Financement participatif
Pour financer la production des premières baskets, la start-up a lancé une campagne de financement participatif sur Kickstarter. «La première semaine, nous avons récolté dix mille euros ! Nous attendons les commandes. Les chaussures seront livrées au mois de mars», se réjouit Filip Westerlund. La campagne se poursuit jusqu’au 11 janvier.
Avec Our Choice, Filip veut «rendre la mode circulaire de haute qualité accessible à tous» partout dans le monde grâce à internet. «Pour commencer, nous allons lancer plusieurs campagnes sur Kickstarter avant d’ouvrir notre propre point de vente sur le net. Ce sera plus pratique pour créer du lien avec les acheteurs, avoir des retours sur nos produits ou suggérer de nouvelles couleurs pour la campagne suivante. Cela m’épargnera la réalisation de prototypes», explique le jeune homme.
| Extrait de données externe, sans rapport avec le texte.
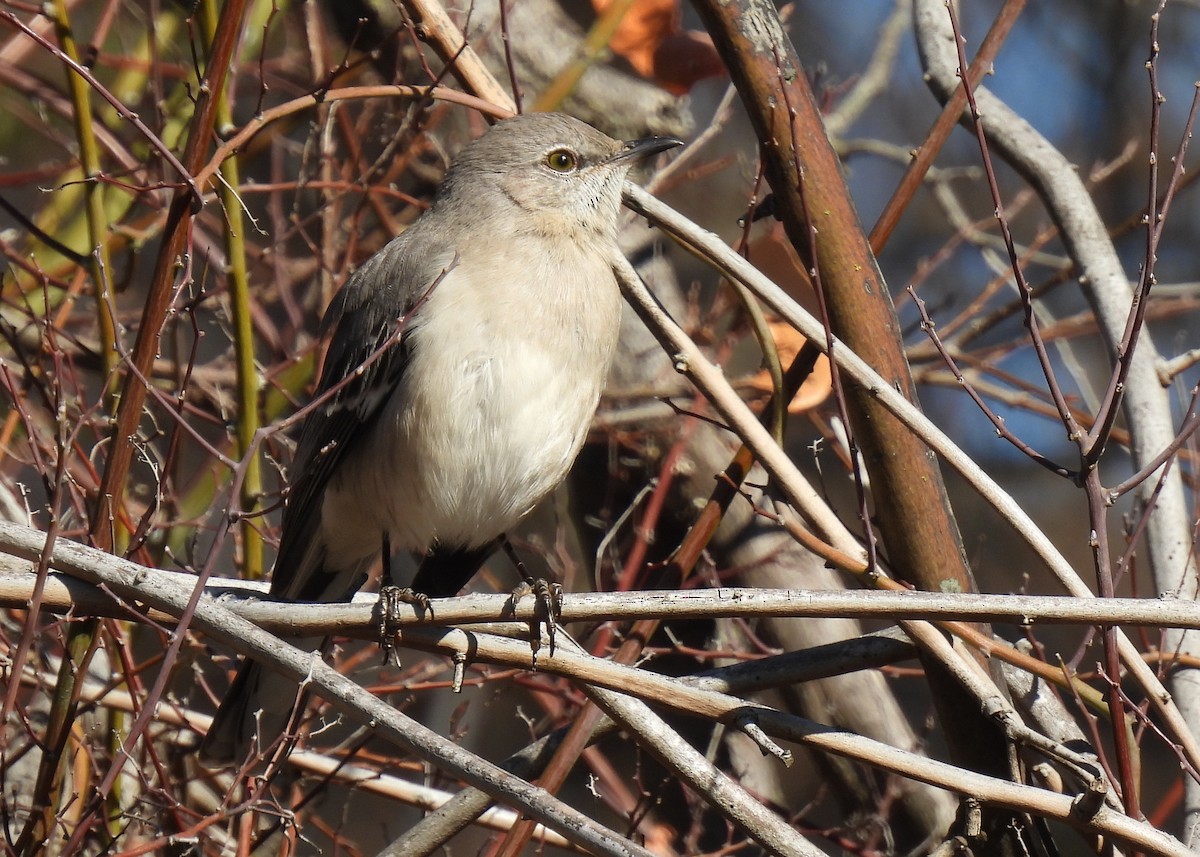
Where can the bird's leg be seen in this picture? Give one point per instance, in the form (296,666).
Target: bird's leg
(549,606)
(391,597)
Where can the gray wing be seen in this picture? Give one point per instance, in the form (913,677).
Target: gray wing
(363,318)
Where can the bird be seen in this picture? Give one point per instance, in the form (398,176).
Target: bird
(466,360)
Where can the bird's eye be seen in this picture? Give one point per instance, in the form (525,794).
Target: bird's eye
(562,160)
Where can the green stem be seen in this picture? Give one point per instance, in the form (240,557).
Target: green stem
(243,327)
(97,220)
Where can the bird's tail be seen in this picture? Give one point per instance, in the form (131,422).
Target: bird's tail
(253,717)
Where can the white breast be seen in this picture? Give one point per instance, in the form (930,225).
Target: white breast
(493,407)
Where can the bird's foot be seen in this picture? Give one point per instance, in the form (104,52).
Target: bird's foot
(547,609)
(390,600)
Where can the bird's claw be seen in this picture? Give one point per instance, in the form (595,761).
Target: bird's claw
(549,610)
(390,600)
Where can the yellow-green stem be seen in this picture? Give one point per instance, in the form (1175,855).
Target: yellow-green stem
(97,220)
(243,328)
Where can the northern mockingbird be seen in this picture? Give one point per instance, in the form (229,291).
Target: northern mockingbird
(466,361)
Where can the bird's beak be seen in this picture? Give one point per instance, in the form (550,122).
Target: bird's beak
(641,149)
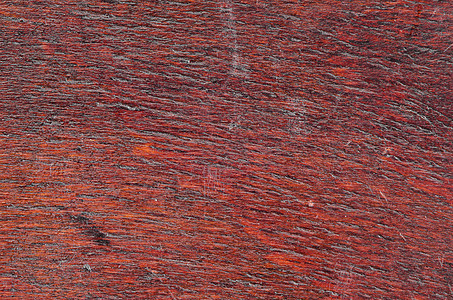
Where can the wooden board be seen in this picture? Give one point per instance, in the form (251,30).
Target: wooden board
(226,149)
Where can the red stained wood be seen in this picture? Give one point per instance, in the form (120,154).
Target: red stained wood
(226,149)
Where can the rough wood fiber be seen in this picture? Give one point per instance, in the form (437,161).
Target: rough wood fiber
(226,149)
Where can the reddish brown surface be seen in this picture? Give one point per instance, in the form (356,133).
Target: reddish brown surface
(226,149)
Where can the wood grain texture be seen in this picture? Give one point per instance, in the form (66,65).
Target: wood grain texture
(253,149)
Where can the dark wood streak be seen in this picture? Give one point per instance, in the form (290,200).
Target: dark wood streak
(226,149)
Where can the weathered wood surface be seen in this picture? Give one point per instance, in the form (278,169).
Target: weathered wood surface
(226,149)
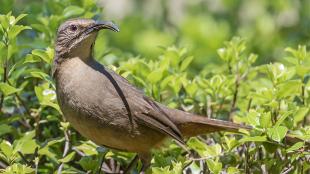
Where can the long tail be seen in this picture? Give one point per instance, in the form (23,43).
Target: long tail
(193,125)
Pour le moment, Our Choice doit atteindre une certaine masse critique de commandes pour pouvoir lancer la production de son modèle de base et, à terme, de couleurs différentes. Deux seuils de 200 et 800 précommandes permettent de débloquer certaines couleurs. «Les acheteurs seront prévenus par e-mail en janvier du quota atteint. Si nous n’atteignons pas les 200 précommandes, les acheteurs recevront les baskets blanches avec le dos vert», note Filip Westerlund. «Our Choice ne produit rien tant qu’aucune commande n’a été effectuée. L’avenir de nos baskets dépend entièrement de l’engouement du public.»